Virginia family encourages pediatric organ donation, regular tests for diabetes

Her family honors her memory by encouraging pediatric organ donation and blood sugar testing for children and adults, and by creating a foundation with money from a GoFundMe account.

A family from Alexandria, Virginia, faces their first Christmas without their 12-year-old daughter, whom they called an old soul with an infectious personality.

Beth and John Bachmore and their three sons – Jack, Sam and Ben – mourn the loss of the family’s youngest child, Abigail Catherine Bachmore. She was, of course, known as Abbie. She died of acute diabetic ketoacidosis early this year.

Her family honors her memory by encouraging pediatric organ donation and blood sugar testing for children and adults, and by creating a foundation with money from a GoFundMe account.

Beth and John Bachmore and their three sons – Jack, Sam and Ben – mourn the loss of the family’s youngest child, Abigail Catherine Bachmore. (Courtesy of the Bachmore family)

Signs of type 1 diabetes are sometimes noticed during the preteen years. Abbie was almost 12 and a half years old, and unbeknownst to her and her family, she had had type 1 diabetes for months. Diabetes didn’t run in the family and no one knows how she got it.

In early February, Abbie wasn’t feeling well, so her mother took her to the hospital.

“She was fine when I left for work in the morning,” Beth Bachmore told WTOP. “I came home and took her to the hospital and didn’t go home with her.”

By then, the undiagnosed diabetes had done too much damage. Abbie was kept alive, so her organs were viable if her parents agreed to donate them. When organ donation professionals asked, Beth and John Bachmore were quick to say yes.
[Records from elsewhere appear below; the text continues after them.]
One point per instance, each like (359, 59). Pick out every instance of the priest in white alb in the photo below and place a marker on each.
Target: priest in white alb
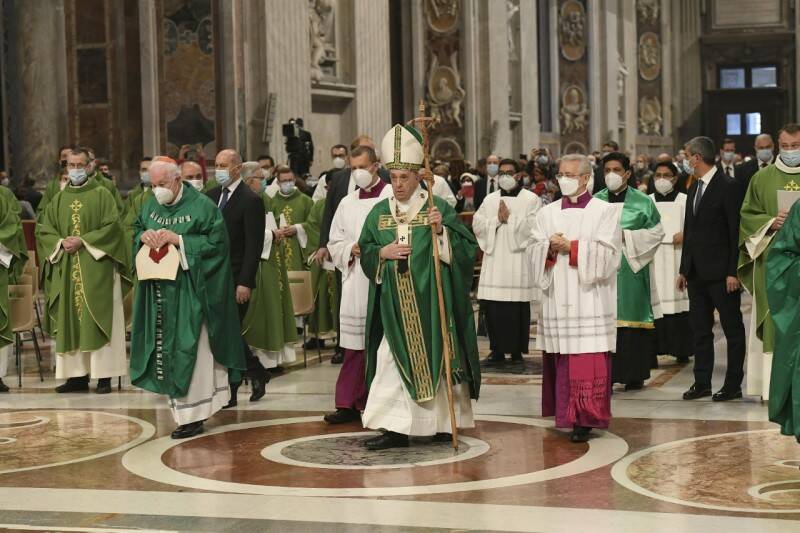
(351, 391)
(502, 226)
(575, 252)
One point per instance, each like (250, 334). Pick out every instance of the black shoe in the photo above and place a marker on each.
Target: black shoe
(390, 439)
(580, 434)
(233, 402)
(188, 430)
(103, 386)
(697, 391)
(342, 416)
(496, 358)
(442, 437)
(259, 384)
(725, 395)
(80, 384)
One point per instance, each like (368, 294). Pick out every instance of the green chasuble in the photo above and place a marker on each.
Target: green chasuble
(755, 238)
(269, 323)
(634, 304)
(325, 317)
(79, 288)
(12, 238)
(783, 293)
(168, 315)
(295, 209)
(403, 307)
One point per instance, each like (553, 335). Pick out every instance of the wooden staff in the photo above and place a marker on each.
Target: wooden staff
(447, 352)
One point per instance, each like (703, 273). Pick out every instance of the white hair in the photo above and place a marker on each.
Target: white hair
(584, 166)
(171, 169)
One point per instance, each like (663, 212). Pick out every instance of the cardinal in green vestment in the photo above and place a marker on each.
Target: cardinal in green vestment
(642, 235)
(762, 220)
(405, 367)
(184, 339)
(13, 255)
(86, 267)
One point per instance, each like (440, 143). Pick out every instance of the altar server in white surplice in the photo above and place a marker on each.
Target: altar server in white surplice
(351, 391)
(574, 253)
(503, 226)
(673, 330)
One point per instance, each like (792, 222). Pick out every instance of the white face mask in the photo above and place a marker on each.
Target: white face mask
(163, 195)
(663, 186)
(568, 186)
(507, 182)
(614, 181)
(362, 178)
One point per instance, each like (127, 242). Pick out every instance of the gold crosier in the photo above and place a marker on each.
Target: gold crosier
(421, 123)
(77, 280)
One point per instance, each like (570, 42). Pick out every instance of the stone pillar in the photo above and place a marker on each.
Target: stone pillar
(529, 77)
(288, 65)
(148, 52)
(36, 87)
(373, 99)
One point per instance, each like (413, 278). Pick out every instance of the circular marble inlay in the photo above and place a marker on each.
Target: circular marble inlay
(346, 451)
(748, 471)
(42, 439)
(515, 451)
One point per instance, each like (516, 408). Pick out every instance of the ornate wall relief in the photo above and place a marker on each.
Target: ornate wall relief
(444, 92)
(573, 75)
(648, 31)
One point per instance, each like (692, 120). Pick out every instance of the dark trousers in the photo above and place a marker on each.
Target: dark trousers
(704, 297)
(254, 366)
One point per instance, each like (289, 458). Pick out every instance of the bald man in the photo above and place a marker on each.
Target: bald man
(243, 211)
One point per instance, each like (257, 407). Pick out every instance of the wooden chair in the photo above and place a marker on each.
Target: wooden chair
(20, 308)
(303, 303)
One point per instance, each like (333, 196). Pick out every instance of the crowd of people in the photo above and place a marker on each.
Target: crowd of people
(622, 258)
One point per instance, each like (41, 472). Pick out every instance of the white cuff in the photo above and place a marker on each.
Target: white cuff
(302, 237)
(184, 261)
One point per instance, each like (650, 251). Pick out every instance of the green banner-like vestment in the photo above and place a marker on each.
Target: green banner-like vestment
(404, 306)
(163, 355)
(78, 288)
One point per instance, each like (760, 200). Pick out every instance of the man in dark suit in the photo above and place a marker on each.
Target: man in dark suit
(765, 156)
(243, 212)
(708, 268)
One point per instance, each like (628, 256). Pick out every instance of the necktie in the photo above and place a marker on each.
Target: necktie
(224, 201)
(698, 196)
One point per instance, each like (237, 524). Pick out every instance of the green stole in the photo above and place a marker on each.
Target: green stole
(163, 353)
(634, 305)
(403, 307)
(79, 289)
(759, 207)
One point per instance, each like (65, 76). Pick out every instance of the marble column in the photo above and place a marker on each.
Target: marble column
(148, 53)
(288, 66)
(373, 99)
(529, 76)
(36, 87)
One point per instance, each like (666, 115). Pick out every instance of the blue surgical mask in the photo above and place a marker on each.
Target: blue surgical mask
(791, 157)
(287, 188)
(223, 176)
(77, 175)
(764, 155)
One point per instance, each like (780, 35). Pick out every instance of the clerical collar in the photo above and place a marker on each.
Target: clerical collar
(617, 197)
(581, 202)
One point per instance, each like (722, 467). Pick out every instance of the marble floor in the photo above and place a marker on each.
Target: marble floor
(86, 462)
“It gives me and John peace of mind knowing she’s still helping other people live their lives here,” Beth Bachmore said.

She wants children to have regular blood sugar tests so their doctors can see if they are developing diabetes. “Why not just take the little machine out and poop, poke it and then put it in the machine and then check the blood sugar very quickly?”

She also wants parents whose child has died to consider donating their child’s organs so that others can live.

“If there’s one bright spot, it’s the fact that (Abbie) could help people,” Beth Bachmore said.

Abbie lives on because of the four people who received her organs, including a father in his thirties who received one of Abbie’s kidneys; a woman in her twenties who was very ill and had Abbie’s other kidney; a woman in her sixties who got both lungs from Abbie; and a teenage boy who got Abbie’s liver.